Kunstsammler Marzona gibt Archiv nach Dresden

Der Kunstsammler Egidio Marzona posiert am 06.02.2014 in Berlin. Marzona schenkt der Stiftung Preußischer Kulturbesitz 372 Werke aus seiner Kunstsammlung.
Der Kunstsammler Egidio Marzona - hier im Februar 2014 in Berlin. © dpa / picture alliance / Jörg Carstensen
Von Christiane Habermalz · 20.06.2016
Noch vor anderthalb Jahren hatte der Kunstsammler und Mäzen Egidio Marzona davon gesprochen, sein riesiges "Archiv der Avantgarden" nach Berlin zu geben, das bereits viele seiner Werke besitzt.

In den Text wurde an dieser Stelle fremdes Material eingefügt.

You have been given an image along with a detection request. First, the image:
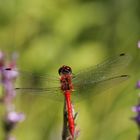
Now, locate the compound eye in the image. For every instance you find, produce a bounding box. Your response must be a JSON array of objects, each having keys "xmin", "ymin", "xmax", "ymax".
[{"xmin": 58, "ymin": 65, "xmax": 72, "ymax": 75}]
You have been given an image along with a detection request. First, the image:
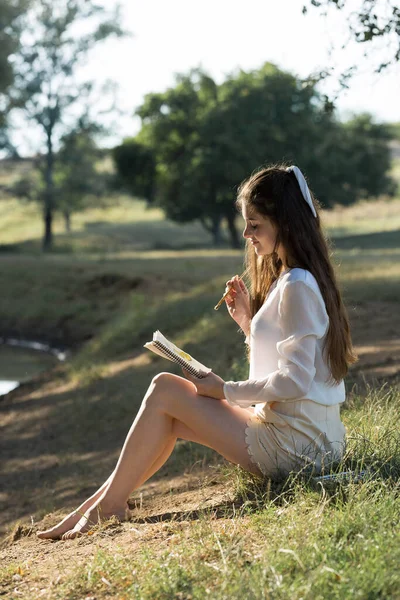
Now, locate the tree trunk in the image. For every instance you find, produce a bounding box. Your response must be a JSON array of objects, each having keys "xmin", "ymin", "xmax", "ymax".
[
  {"xmin": 64, "ymin": 210, "xmax": 71, "ymax": 233},
  {"xmin": 226, "ymin": 213, "xmax": 241, "ymax": 248},
  {"xmin": 211, "ymin": 215, "xmax": 222, "ymax": 248},
  {"xmin": 200, "ymin": 215, "xmax": 223, "ymax": 247},
  {"xmin": 43, "ymin": 130, "xmax": 54, "ymax": 252}
]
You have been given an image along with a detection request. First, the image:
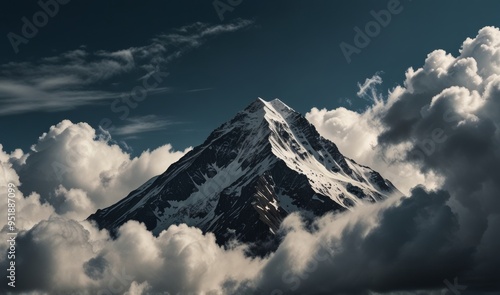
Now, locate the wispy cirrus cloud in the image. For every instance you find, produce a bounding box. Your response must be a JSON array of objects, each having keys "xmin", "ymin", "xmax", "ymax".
[
  {"xmin": 0, "ymin": 19, "xmax": 253, "ymax": 116},
  {"xmin": 110, "ymin": 115, "xmax": 179, "ymax": 135}
]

Nun beschenkt er stattdessen Dresden. Was ist passiert?
Begeistert war man in Berlin nicht. Der Kunstsammler und Mäzen Egidio Marzona gibt sein "Archiv der Avantgarden" des 20. Jahrhunderts nicht an die Spree, sondern an die Staatlichen Kunstsammlungen Dresden. Berlin, das in den vergangenen Jahren eine Reihe von Schenkungen und Dauerleihgaben von Marzona erhalten hatte, ging leer aus. Von einem Zerwürfnis mit dem Sammler wollte Moritz Wullen, Direktor der Kunstbibliothek Berlin, dennoch nicht sprechen:

"Wir treffen uns fast jede Woche, hecken Projekte aus, und Misstrauen ist - glaube ich - wirklich der falsche Begriff, zumal Egidio Marzona immer von einem Netzwerk der Archive geträumt hat."

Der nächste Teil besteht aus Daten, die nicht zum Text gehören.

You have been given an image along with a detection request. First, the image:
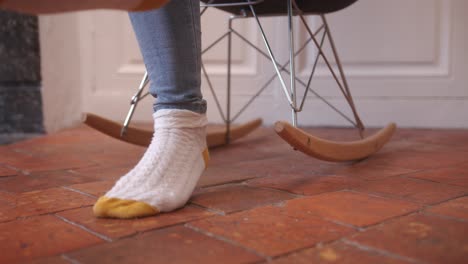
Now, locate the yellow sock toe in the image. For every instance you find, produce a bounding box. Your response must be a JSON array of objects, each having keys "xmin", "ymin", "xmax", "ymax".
[
  {"xmin": 132, "ymin": 0, "xmax": 169, "ymax": 11},
  {"xmin": 93, "ymin": 196, "xmax": 159, "ymax": 219}
]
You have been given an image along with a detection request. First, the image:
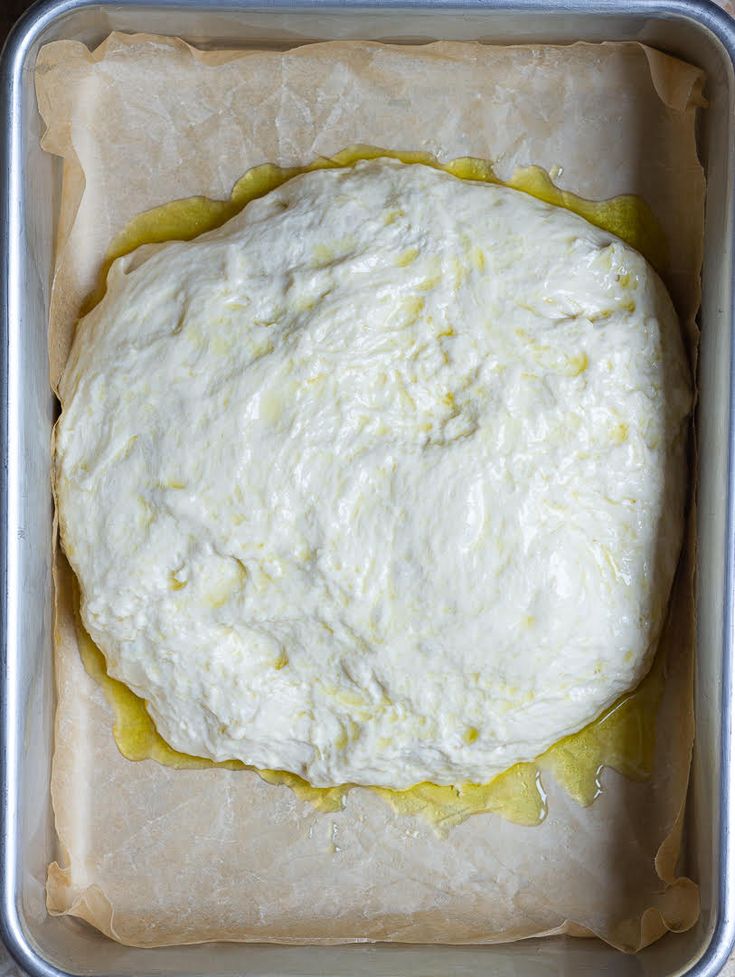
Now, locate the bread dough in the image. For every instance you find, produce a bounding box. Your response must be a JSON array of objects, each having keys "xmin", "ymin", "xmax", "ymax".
[{"xmin": 56, "ymin": 160, "xmax": 691, "ymax": 789}]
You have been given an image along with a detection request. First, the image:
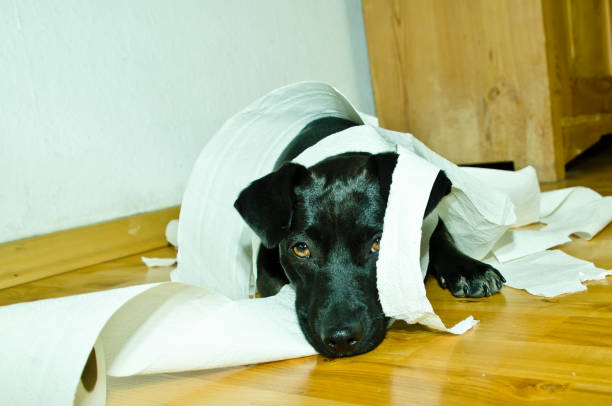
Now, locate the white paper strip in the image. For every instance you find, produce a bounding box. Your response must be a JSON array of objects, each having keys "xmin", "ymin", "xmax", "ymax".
[{"xmin": 484, "ymin": 250, "xmax": 612, "ymax": 297}]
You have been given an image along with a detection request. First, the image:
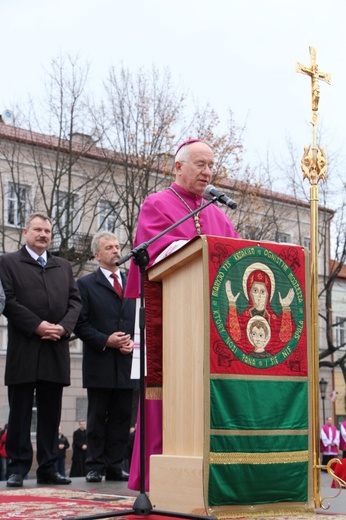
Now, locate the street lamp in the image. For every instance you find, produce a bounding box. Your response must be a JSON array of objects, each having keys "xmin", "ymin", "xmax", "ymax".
[{"xmin": 319, "ymin": 377, "xmax": 328, "ymax": 424}]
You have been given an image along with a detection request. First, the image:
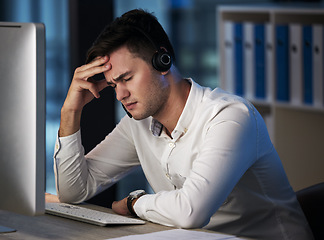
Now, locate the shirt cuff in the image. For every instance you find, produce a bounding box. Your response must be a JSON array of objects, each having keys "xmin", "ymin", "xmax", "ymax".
[{"xmin": 133, "ymin": 194, "xmax": 151, "ymax": 220}]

Fakt ist: Noch an seinem 70. Geburtstag vor anderthalb Jahren hatte der Deutschitaliener davon gesprochen, die über eine Million Archivarien, darunter Bücher, Autografen, Briefe, Flyer, Plakate, Manifeste, Fotos und Kataloge nach Berlin zu geben.

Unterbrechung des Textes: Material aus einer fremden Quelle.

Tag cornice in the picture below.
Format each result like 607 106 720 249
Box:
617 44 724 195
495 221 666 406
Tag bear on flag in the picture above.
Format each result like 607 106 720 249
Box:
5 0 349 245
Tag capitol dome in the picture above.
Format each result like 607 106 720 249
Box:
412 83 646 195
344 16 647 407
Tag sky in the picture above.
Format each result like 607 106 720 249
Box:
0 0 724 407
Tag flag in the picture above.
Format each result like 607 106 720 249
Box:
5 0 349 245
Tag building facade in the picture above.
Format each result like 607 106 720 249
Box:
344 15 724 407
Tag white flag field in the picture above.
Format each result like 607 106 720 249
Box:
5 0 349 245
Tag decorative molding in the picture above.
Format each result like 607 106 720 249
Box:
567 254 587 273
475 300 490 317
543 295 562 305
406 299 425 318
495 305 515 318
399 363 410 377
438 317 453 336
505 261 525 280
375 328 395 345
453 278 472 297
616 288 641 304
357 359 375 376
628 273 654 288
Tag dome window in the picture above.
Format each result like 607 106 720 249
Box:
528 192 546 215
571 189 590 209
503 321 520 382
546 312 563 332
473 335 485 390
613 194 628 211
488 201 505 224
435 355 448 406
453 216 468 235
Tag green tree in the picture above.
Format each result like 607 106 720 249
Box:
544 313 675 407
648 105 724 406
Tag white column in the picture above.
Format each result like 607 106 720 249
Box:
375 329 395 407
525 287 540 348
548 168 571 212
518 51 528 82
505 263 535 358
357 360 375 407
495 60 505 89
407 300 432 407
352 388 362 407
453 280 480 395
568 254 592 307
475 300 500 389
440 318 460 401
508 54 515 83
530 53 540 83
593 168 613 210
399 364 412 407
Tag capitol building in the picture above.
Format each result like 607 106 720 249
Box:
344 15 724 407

Ein Angebot, das er nicht abschlagen konnte?

Nun machte offenbar die junge, frisch bestellte Generaldirektorin der Staatlichen Kunstsammlung Dresden, Marion Ackermann, dem Sammler schlicht ein Angebot, das dieser nicht abschlagen konnte. Was genau, vereinbart wurde, darüber soll erst am Mittwoch öffentlich gesprochen werden. Aber von einem eigenen Haus ist die Rede, ausgestattet mit genügend Mitteln für Aufarbeitung und Erforschung des riesigen Archivs.
Genau das hatte sich Marzona in Berlin für sein "Archiv der Avantgarden" gewünscht. Lange machte er sich Hoffnung, dass seine Archivarien im geplanten Neubau des Museum des 20. Jahrhunderts am Kulturforum unterkommen könnte. Doch das passe nicht ins integrative Konzept, und für ein so gewaltiges Archiv fehle schlicht die nötige Fläche, sagte Parzinger:
"Na - das ist so, dass im Neubau das Archiv ja nie vorgesehen war. Es sollte eine Ausstellungsplattform geben für die Bestände des Archivs Marzona, einige sind ja bereits Teil der Kunstbibliothek, aber dort sollte nie das Archiv Marzona rein – vollständig ginge ja sowieso nicht dann bräuchte man 50.000 qm, ist ja auch schwieirig zu planen, weil man ja gar nicht weiß, was das Archiv alles enthält."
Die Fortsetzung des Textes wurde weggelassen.